Last summer I implemented a more modern backup system. The new system was coincident with my switch from a Windows PC to a Mac. The Mac comes with a backup utility called “Time Machine.” I connected an external USB drive to my iMac, and Time Machine provided a complete backup continuously. The term “Time Machine” refers to the fact that, depending on the size of the disk, different, older versions of the same file could be retrieved. This would come in handy if one modifies a file and later thinks better of it.

Even with the convenience of this local backup, it was still important to maintain an off-site backup. If one has an upload bandwidth of better than 1 Mbit/s, there are several choices to do this automatically in the “cloud.” The three I examined were Carbonite, Mozy, and Backblaze. All provide roughly the same functionality: unlimited backup for a monthly fee of about $5 for each computer. All allowed encryption for privacy.  I ended up choosing Backblaze primarily because it allowed backup of cross mounted (not network attached) disks.

Unfortunately, this fall I had an opportunity to test the efficacy of this backup strategy. My wife and I returned home one evening to discover that our house had been broken into. Among other items, my iMac was stolen. I was relieved that I was backed up on line so that no data were lost.  However, closer examination showed that the thieves had left (through more  oversight than kindness) the external hard disk I had used for back.

After we were certain that we would be reimbursed from the insurance company, we purchased a new iMac. The question was how to perform the recovery. The old iMac was running OS-X 10.5 (Leopard), while the newly purchased one came with OS-X 10.6 (Snow Leopard). How would Time Machine deal with the recovery?

The people at the Apple Store told me that the retrieval process would not write over newer files, so by inference the newer operating system would not be overwritten in the recovery process. It was worth a try. After all I could always rebuild the new system.

I attached the USB backup drive to the new iMac. At the initial bootup, I responded to a few questions and the system asked if I wanted to recover data from a Time Machine backup. I clicked “yes” after a few moments the computer informed me that the recovery would take 48 minutes. I went to eat dinner.

When I returned and logged in, I had my old system: the same applications and the same settings, even the same wallpaper. Indeed it was so identical that I suspected that the old 10.5 version of the operating system had been over installed. However, the “About the Mac” menu item confirmed that the newer 10.6 operating system was installed. This was further confirmed by the fact that I had to upgrade a few minor applications to run on the new OS. In sum, I could not have had a better recovery experience from “Time Machine.”

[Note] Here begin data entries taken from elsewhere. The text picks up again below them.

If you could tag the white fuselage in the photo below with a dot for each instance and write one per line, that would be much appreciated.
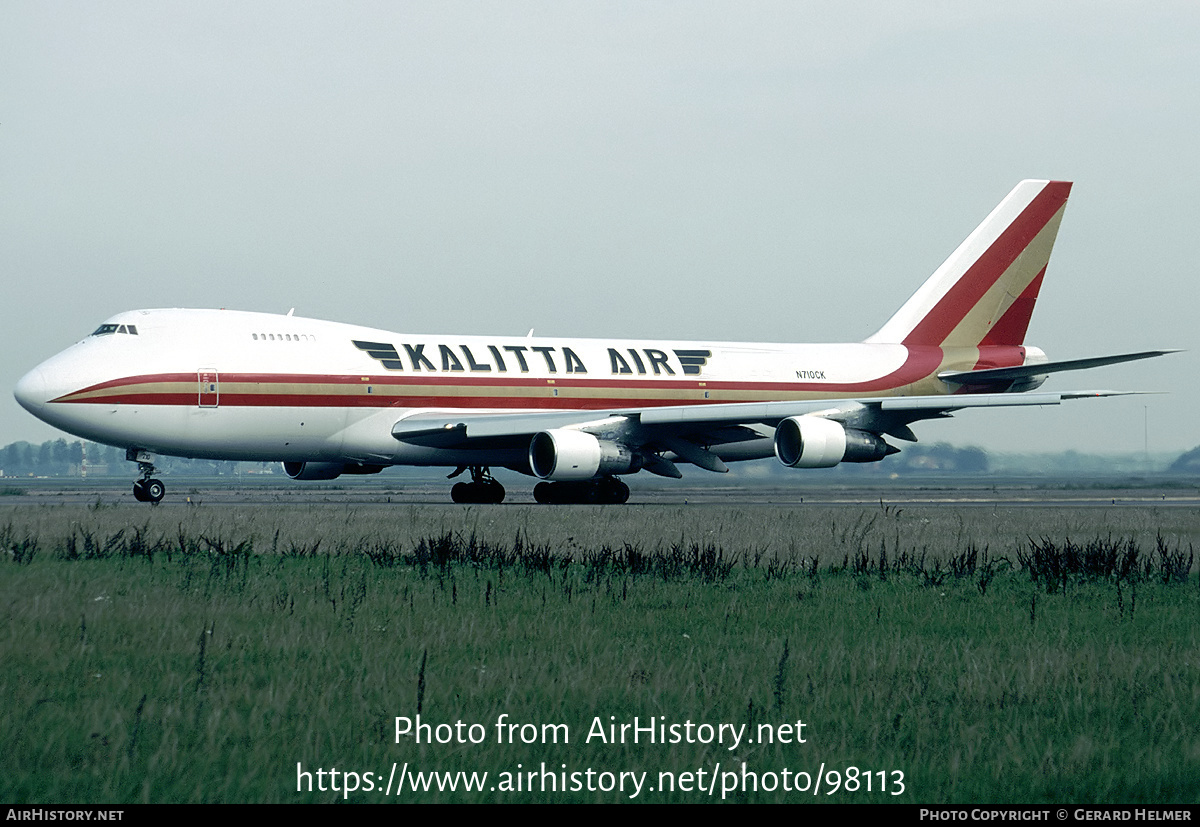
(241, 385)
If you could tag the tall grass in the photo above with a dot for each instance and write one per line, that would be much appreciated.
(165, 658)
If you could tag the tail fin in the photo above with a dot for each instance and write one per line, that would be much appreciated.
(983, 294)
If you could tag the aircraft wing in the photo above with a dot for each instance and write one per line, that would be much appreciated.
(697, 433)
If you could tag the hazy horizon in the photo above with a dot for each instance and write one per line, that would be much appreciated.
(707, 171)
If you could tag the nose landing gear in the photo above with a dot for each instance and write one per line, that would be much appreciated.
(148, 489)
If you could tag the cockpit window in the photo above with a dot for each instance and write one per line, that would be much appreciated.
(105, 329)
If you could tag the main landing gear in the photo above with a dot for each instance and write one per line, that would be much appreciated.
(604, 491)
(148, 489)
(483, 487)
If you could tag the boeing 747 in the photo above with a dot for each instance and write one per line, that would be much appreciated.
(328, 399)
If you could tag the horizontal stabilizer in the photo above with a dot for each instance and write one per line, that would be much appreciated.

I mention here an interesting side note. I checked with Backblaze and the last auto update had occurred at 5:30 pm on the day the computer was stolen. Hence, the robbery had occurred between that time and the time we arrived home a 9:00 pm.

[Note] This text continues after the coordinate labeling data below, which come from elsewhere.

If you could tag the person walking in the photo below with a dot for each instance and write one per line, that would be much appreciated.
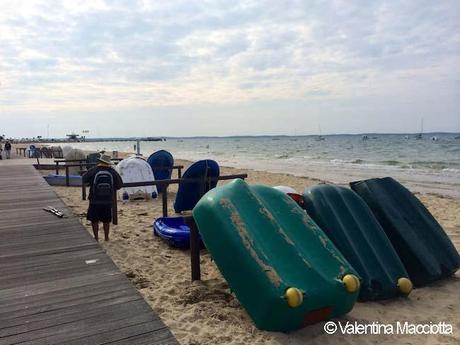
(104, 181)
(7, 150)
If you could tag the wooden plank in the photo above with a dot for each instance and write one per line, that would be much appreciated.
(57, 285)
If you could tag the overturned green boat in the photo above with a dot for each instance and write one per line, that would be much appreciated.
(350, 225)
(424, 248)
(278, 262)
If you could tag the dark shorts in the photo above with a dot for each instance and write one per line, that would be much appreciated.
(99, 213)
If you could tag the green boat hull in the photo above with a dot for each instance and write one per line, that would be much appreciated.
(263, 244)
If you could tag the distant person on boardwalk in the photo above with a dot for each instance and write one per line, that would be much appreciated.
(103, 181)
(8, 150)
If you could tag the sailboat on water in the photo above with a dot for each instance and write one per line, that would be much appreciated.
(419, 135)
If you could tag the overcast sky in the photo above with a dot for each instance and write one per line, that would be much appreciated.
(178, 68)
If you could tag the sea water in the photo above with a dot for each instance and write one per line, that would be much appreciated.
(425, 165)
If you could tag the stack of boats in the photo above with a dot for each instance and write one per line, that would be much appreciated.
(294, 263)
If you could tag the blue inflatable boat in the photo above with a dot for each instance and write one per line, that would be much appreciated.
(161, 162)
(189, 194)
(173, 230)
(60, 180)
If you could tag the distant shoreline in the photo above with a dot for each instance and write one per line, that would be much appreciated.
(165, 138)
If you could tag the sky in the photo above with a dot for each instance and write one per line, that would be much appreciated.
(187, 68)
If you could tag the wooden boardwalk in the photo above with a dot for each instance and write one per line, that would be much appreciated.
(57, 286)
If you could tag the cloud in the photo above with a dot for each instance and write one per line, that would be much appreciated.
(94, 55)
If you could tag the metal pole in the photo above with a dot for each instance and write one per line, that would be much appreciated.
(194, 248)
(67, 178)
(115, 209)
(164, 198)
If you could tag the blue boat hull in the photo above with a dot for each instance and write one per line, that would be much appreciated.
(173, 230)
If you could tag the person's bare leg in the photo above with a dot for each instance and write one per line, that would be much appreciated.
(95, 226)
(106, 230)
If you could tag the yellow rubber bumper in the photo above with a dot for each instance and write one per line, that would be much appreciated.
(294, 297)
(351, 283)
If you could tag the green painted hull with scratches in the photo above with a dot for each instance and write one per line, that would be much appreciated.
(264, 243)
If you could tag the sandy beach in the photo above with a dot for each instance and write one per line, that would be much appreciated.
(207, 313)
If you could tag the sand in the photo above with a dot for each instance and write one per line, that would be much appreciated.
(207, 313)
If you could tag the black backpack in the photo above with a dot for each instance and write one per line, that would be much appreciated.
(102, 192)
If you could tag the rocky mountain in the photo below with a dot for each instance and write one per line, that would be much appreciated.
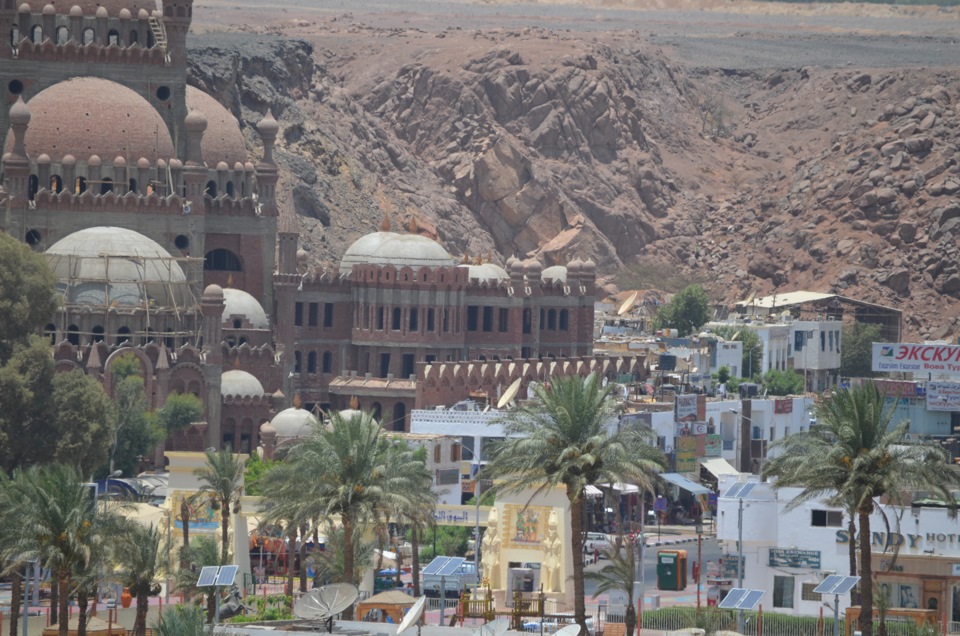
(544, 143)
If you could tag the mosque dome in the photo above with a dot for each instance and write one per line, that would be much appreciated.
(293, 422)
(222, 140)
(117, 267)
(241, 384)
(241, 304)
(90, 7)
(555, 272)
(399, 250)
(87, 116)
(487, 271)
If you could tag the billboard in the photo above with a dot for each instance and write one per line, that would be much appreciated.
(943, 396)
(916, 358)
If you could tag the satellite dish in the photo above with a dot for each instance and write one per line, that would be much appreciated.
(628, 304)
(325, 602)
(498, 627)
(510, 393)
(569, 630)
(412, 617)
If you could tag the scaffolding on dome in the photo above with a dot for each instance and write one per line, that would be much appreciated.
(157, 291)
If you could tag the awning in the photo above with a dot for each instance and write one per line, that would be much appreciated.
(719, 466)
(681, 481)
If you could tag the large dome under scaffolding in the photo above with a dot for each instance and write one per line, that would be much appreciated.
(117, 267)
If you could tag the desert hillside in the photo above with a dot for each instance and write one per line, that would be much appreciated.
(751, 146)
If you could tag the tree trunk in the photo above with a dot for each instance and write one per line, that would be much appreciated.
(414, 558)
(54, 600)
(83, 597)
(348, 576)
(865, 622)
(576, 545)
(852, 548)
(140, 622)
(303, 558)
(63, 582)
(224, 531)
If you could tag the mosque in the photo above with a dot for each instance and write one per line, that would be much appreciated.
(168, 243)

Since the incident I have looked more carefully at the whole concept of  Digital Asset Management (DAM). The general strategy for long-term backups is referred to as the 3-2-1 rule:

“To be fully protected, you should have three copies of any file (that’s three different devices, not three copies on the same device), two different media types (like hard drive and DVD, for instance), and one should be stored off-site. If you can adhere to this rule, your images will be extremely well-protected.”

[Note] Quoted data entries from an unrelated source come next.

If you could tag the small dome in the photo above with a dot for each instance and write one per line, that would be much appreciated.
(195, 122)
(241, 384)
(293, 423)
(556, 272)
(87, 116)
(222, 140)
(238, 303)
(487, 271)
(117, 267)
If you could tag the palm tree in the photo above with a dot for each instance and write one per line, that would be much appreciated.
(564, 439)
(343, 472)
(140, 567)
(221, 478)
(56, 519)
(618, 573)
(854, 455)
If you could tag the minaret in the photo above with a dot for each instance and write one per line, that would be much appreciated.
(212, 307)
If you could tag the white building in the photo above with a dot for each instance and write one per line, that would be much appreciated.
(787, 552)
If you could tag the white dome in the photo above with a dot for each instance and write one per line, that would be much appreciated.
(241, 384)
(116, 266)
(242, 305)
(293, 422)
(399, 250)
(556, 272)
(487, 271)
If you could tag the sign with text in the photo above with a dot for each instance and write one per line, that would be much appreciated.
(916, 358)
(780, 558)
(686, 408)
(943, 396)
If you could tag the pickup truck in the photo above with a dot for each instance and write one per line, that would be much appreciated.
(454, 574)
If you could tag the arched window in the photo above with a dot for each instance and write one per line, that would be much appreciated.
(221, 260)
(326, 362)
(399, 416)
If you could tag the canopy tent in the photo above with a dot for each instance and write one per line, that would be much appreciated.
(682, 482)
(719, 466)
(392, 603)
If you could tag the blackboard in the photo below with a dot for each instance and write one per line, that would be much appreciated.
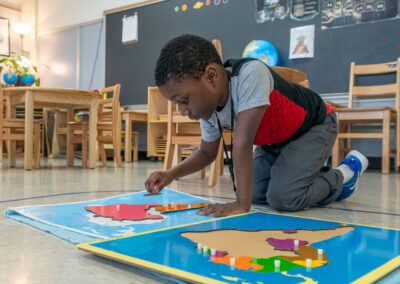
(234, 24)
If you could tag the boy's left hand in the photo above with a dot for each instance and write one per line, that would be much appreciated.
(226, 209)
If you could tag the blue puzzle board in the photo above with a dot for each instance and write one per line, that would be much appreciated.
(362, 255)
(72, 222)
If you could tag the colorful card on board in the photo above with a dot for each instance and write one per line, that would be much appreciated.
(113, 216)
(260, 247)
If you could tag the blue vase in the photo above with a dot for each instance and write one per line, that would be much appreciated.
(10, 78)
(28, 79)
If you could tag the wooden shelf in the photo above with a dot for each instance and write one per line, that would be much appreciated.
(158, 121)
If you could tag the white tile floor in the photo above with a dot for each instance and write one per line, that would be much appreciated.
(28, 255)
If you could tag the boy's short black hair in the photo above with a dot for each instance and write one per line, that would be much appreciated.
(185, 56)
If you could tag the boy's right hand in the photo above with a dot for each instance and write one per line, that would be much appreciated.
(157, 180)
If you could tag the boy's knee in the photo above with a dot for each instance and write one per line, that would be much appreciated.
(259, 199)
(278, 200)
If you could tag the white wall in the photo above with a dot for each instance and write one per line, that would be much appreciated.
(13, 16)
(55, 14)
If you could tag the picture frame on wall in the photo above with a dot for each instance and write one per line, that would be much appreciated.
(4, 37)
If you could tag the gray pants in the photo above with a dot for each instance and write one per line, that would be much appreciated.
(293, 177)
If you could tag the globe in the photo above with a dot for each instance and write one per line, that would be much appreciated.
(262, 50)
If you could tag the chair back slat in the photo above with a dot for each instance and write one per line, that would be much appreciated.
(107, 105)
(374, 91)
(376, 69)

I guess my strategy does not quite meet this high standard. There are three copies: my hard disc, my external hard disk, and my off-site storage. However, I am not really using two different types of media. All the data are stored on hard disks – though I do print out some small subset of images. Except for that asteroid or electromagnetic pulse from nuclear blast, it is hard to imagine what situation could wipe out all these disks at the same time. In that event, recovery my photos might fall to a lower priority.